Dmitry Medvedev: You can work on a legal basis, congratulations.
Ravil Geniatulin: Beginning on March 1, the Charter will go into effect.
We do indeed have major infrastructure projects. The implementation of one of them, for example, involves the development of the south-eastern part of our Region. There, we are constructing a railroad with the help of the National Investment Fund, and we will also be constructing five very large integrated plants (today, we have already called on an additional three thousand workers). Furthermore, we will have about an equal number of jobs at related enterprises, so in this situation, this project is extremely important for us.
Our territory is truly very rich in mineral resources, but they are difficult to tap, because in order to do so, we need funding, people, and effective investors. Nevertheless, we are conducting this work.
(Next, Ravil Geniatulin talked about what is being done in the Region to support small businesses and the rural population.)
As for today’s situation, we are not too worried about large-scale layoffs. Currently, we have fewer than 20 thousand out of work; whereas before the crisis the number of unemployment stood at around 13–14 thousand. We are aware of the businesses that may undergo difficult times, and we are working to prevent possible problems. We have done everything that we should, and we are carefully monitoring the experience of our neighbours and other regions, as well as recommendations from the federal center. I have the right to talk about this because I was governor during the 1998 crisis, and I remember that time. And we have perhaps even done a few things in advance to prevent possible negative developments.
Dmitry Medvedev: That is good, especially given that, compared to 1998, we had a starting situation, a pre-crisis situation, that was significantly better, because over the last several years, we have been able to lay a good foundation of social development, the normal functioning of the banking system, and the normal operation of our businesses. Of course, a crisis always generates problems, but this is already a fundamentally different situation, and we must do everything to ensure that the social standards created for our people in recent years do not worsen.
Ravil Geniatulin: Yes, I completely agree with you, especially given that we have been progressing at a very good rate, particularly in the last two or three years.
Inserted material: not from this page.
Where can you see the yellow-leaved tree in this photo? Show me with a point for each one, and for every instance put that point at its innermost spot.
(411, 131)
I am very grateful for the national project [on healthcare], because this sphere received not only good funding, but also a lot of cars, medical equipment, and computers. The people have felt that there is a serious payoff. We are currently working on five very large medical facilities. Despite all the difficulties, we will be doing everything possible to finish building them, because they are very much needed in order to improve the demographic situation.
I would like to inform you (this is very important for me and for all of us) that this is the second year in a row that we see a positive trend in birth rate – this year the birthrate is higher by 1700 people than last year.
Dmitry Medvedev: It is really great that you are growing in this way. Unfortunately, there are problems with migration outflows, so the balance is still in the negative. But the fact that you have this increase in births is, at the very least, an indicator that our people, who live in the Trans-Baikal Region, see prospects, see a future, because it is clear that to have children is to look toward the future.
I have just awarded a certificate in the Pension Fund. This is a new document certifying the fact that money from the maternity (family) capital has been spent to pay off a mortgage. We have specifically created this opportunity this year in order to support people, on the one hand, and to help our construction industry, on the other, so that it does not stop and so that we can complete all of our housing projects. So this is an indicative event. I hope that we will issue as many such certificates as possible.
Ravil Geniatulin: I know that there have already been over one thousand requests, and some of them have already been processed.
Dmitry Medvedev: Overall, there are about 10 thousand women in this region who are eligible for maternity (family) capital.